MOSCOW, ID – Research developed at the University of Idaho will soon be tested aboard the International Space Station (ISS) as part of NASA’s efforts to improve astronaut health and mission success.
The project, led by U of I chemical engineering graduate student Adrienne Shea and Professor Matthew Bernards, focuses on creating a bacteria adhesion-resistant coating for use in spacecraft. The coating, made of nonfouling polymers, prevents proteins and bacteria from clinging to surfaces, helping reduce the spread of infection in closed environments like the ISS.
To study how the material performs in zero gravity, coated stainless steel samples will be housed in a protective chamber designed by Shea and sent to the ISS on Sunday, Aug. 24. The launch is scheduled for 2:45 a.m. Pacific time and will be streamed live at nasa.gov/multimedia/nasatv. Once on board, two strains of bacteria commonly found in wastewater systems on the ISS will be introduced to the samples.

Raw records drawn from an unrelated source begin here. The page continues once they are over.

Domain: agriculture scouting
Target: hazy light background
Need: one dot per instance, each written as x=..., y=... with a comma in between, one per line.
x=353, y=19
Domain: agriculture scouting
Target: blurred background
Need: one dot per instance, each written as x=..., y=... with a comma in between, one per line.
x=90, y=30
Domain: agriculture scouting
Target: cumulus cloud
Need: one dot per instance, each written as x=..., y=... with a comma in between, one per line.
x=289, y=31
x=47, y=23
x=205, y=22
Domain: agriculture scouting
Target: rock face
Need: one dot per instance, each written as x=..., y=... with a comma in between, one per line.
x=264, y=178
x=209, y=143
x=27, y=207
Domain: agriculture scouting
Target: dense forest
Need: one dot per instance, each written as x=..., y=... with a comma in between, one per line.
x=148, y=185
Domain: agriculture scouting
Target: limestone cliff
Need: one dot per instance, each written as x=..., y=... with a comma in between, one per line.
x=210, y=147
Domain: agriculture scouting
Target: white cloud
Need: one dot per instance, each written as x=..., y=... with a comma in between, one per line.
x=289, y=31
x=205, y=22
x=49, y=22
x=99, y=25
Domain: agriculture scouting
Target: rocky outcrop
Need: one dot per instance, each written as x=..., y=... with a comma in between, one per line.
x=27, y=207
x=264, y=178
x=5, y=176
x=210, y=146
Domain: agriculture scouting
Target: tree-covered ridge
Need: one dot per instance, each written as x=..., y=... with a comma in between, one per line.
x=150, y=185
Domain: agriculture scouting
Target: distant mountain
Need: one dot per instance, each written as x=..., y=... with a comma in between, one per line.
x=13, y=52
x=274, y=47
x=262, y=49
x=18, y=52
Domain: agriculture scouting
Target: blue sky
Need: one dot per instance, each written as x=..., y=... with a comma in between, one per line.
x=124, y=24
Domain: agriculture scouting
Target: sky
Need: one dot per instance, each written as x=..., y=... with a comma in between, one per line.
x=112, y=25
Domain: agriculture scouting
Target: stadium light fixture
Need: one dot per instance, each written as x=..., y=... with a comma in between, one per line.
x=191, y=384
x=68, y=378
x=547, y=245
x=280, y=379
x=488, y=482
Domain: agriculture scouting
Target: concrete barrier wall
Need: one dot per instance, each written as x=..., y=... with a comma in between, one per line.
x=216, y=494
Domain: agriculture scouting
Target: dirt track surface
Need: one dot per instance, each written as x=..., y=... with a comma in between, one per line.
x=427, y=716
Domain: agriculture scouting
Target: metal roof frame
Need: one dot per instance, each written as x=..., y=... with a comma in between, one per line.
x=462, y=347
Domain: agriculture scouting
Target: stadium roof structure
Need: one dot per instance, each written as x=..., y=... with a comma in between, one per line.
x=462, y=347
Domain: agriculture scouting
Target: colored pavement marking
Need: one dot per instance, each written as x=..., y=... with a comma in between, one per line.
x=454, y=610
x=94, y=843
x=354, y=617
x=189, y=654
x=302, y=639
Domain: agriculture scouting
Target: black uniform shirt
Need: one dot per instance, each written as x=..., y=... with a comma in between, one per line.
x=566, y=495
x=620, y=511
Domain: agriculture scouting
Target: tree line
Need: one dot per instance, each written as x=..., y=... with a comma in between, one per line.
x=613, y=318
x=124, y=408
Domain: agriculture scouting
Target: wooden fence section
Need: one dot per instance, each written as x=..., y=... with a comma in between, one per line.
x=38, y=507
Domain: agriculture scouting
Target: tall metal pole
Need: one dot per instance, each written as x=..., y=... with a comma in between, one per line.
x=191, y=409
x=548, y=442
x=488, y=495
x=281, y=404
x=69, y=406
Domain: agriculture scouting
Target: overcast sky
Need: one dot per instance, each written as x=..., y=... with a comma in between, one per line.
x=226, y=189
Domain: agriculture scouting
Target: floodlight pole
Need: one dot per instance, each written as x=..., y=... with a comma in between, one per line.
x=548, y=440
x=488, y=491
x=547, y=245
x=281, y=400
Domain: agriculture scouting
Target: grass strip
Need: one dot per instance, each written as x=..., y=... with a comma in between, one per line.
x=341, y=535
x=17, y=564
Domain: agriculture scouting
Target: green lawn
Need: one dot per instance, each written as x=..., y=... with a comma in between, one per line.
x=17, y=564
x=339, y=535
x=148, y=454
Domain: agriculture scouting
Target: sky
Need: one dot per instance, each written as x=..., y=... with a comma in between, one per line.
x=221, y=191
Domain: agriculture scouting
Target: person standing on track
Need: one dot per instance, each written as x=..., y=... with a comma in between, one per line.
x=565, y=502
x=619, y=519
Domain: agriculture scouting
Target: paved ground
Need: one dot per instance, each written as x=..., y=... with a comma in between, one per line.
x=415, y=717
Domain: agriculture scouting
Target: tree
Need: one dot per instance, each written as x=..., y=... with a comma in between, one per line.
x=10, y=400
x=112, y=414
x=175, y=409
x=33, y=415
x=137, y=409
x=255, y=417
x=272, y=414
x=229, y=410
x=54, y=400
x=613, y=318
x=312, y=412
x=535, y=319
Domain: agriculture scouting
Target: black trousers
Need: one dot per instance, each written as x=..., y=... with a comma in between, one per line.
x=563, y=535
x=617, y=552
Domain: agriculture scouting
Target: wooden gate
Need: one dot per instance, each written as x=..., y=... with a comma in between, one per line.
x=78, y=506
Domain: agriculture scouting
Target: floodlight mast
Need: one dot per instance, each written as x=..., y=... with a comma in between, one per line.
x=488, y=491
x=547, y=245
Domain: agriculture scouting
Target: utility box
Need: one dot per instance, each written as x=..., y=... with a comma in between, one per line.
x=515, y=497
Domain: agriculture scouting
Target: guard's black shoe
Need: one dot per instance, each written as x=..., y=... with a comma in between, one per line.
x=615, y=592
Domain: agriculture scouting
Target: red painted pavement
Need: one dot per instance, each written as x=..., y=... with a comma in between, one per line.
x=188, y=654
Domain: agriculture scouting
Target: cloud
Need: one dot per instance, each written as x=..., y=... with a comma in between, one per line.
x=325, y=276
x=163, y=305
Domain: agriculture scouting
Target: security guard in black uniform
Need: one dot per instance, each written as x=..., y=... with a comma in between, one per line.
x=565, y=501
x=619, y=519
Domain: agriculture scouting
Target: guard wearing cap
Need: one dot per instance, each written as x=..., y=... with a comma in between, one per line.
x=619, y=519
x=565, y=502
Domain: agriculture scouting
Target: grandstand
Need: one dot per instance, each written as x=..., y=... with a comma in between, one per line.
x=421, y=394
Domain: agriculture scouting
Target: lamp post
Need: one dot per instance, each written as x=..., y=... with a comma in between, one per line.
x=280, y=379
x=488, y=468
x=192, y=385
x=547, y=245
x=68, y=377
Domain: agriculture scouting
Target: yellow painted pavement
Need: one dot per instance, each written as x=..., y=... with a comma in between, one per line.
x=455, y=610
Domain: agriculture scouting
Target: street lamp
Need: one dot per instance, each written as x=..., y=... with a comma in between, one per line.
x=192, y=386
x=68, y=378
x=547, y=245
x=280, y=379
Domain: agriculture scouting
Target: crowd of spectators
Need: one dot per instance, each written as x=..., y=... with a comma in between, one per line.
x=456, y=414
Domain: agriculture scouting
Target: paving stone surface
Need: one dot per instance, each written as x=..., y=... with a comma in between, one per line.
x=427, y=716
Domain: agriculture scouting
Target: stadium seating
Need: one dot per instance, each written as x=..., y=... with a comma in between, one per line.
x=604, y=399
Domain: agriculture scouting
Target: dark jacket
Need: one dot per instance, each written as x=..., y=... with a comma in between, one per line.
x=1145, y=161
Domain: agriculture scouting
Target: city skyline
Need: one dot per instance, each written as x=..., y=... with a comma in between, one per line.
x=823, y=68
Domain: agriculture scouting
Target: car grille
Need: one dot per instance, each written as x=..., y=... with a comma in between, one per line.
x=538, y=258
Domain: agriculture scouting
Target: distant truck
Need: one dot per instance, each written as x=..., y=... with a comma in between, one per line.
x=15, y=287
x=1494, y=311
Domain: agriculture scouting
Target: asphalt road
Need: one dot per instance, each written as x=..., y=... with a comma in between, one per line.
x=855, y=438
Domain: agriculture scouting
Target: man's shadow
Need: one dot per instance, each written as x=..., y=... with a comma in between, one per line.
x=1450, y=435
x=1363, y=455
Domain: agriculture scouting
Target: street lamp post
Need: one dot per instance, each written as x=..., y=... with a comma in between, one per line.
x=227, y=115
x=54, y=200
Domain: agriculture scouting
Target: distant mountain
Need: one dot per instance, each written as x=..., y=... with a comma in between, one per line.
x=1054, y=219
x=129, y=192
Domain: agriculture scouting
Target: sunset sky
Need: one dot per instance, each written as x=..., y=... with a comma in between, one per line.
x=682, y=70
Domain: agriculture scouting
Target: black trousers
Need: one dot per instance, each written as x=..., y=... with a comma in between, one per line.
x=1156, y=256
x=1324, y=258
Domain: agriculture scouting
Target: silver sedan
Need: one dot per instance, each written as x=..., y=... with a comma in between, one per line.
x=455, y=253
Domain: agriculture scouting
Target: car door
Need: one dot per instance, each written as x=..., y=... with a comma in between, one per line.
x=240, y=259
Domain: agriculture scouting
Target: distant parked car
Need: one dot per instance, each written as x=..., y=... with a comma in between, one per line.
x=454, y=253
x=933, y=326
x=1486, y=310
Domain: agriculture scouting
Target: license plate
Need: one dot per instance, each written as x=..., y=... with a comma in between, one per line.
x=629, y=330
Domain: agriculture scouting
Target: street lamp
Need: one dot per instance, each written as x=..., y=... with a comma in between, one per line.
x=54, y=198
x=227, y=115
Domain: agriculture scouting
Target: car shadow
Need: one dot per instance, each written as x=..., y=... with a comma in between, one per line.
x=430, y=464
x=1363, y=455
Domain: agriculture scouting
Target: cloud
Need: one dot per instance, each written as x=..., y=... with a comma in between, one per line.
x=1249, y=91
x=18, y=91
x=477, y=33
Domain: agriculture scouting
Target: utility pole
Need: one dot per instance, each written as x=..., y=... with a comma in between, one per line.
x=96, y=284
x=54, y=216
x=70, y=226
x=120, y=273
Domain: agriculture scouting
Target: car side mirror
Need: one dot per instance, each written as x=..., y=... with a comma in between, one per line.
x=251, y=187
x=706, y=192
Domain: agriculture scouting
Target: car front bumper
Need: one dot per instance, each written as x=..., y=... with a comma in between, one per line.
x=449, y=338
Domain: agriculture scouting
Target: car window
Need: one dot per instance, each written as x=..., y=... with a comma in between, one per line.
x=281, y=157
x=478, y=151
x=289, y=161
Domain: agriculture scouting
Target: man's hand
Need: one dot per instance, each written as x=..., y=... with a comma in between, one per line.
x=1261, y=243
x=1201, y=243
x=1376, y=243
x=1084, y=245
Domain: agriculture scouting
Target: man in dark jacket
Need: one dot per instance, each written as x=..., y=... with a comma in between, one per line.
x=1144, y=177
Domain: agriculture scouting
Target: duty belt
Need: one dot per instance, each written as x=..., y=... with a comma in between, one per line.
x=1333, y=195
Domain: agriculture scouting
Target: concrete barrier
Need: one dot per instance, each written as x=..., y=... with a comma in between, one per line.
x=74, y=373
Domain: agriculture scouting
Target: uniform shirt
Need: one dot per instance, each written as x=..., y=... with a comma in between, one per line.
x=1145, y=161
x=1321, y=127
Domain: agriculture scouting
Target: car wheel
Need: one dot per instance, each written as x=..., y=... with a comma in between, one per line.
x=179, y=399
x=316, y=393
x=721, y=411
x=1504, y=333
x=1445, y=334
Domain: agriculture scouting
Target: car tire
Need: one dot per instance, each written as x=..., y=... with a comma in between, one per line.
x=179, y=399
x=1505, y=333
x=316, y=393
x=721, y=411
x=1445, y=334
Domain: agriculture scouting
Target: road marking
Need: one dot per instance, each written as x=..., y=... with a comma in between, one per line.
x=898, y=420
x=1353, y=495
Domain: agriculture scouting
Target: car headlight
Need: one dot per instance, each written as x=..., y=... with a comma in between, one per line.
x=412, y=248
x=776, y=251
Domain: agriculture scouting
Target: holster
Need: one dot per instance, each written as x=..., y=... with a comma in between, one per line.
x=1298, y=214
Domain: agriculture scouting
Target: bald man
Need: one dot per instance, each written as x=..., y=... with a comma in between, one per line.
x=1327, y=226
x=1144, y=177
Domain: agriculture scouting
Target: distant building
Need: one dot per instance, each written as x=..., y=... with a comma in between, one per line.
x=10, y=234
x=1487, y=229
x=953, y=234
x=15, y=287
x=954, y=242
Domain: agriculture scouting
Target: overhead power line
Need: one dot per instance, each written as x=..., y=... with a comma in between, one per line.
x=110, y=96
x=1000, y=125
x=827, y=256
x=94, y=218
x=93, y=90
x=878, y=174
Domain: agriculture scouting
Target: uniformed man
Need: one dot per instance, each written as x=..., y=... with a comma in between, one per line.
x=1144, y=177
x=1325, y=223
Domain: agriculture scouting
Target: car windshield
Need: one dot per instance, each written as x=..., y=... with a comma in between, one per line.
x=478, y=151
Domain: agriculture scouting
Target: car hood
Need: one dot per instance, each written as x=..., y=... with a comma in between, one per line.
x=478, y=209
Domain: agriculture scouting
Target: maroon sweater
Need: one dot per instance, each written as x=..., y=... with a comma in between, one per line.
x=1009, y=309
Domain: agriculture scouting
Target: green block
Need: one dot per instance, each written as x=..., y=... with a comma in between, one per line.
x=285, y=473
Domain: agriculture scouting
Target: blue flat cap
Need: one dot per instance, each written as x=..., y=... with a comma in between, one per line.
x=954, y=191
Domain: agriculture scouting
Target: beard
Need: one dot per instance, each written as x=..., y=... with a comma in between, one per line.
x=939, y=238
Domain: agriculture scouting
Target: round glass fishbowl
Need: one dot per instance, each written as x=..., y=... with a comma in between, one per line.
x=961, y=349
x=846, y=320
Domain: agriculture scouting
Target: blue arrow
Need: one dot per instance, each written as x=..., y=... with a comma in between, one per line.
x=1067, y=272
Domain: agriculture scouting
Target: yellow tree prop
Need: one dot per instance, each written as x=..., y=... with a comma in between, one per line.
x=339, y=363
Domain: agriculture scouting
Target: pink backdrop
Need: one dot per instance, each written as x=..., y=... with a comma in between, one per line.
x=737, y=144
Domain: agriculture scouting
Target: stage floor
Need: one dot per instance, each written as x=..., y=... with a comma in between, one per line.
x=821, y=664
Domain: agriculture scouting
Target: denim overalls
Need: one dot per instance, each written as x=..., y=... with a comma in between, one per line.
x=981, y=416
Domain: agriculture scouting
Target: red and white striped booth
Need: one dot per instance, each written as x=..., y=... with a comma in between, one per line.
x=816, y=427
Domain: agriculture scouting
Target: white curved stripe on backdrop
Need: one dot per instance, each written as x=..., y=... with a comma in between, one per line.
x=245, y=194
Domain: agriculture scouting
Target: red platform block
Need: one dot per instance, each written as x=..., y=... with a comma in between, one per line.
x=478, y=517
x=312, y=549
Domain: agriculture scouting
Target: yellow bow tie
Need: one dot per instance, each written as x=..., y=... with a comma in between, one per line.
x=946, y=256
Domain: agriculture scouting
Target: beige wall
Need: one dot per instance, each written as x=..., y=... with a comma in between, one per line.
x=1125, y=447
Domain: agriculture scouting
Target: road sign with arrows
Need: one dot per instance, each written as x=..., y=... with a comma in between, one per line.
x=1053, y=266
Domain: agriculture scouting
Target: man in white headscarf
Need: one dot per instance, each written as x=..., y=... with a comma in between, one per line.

The experiment will remain in orbit for 30 days before returning to Earth for analysis.
“We’re essentially replicating — in an enclosed, protected space — what an astronaut might come into contact with within their drinking water system,” said Shea, a native of Columbus, Indiana. “Working on a project that’s headed to the ISS is an incredible opportunity, not just because it’s space-bound, but because the work we’re doing has real potential to improve human health.”
Future phases of the research could extend the coating to larger surfaces such as water piping, a critical component for long-term space travel where reliable clean water is essential. Bernards noted that the technology could also improve water distribution systems on Earth by preventing bacterial buildup.
“This research is crucial not only for protecting astronaut health during long-term space missions, but also for advancing water distribution systems here on Earth,” Bernards said.
Beyond spaceflight, the polymers show promise in medical applications. Their nonfouling properties could improve biomedical devices by preventing the body from rejecting implants such as joint replacements or organ transplant materials.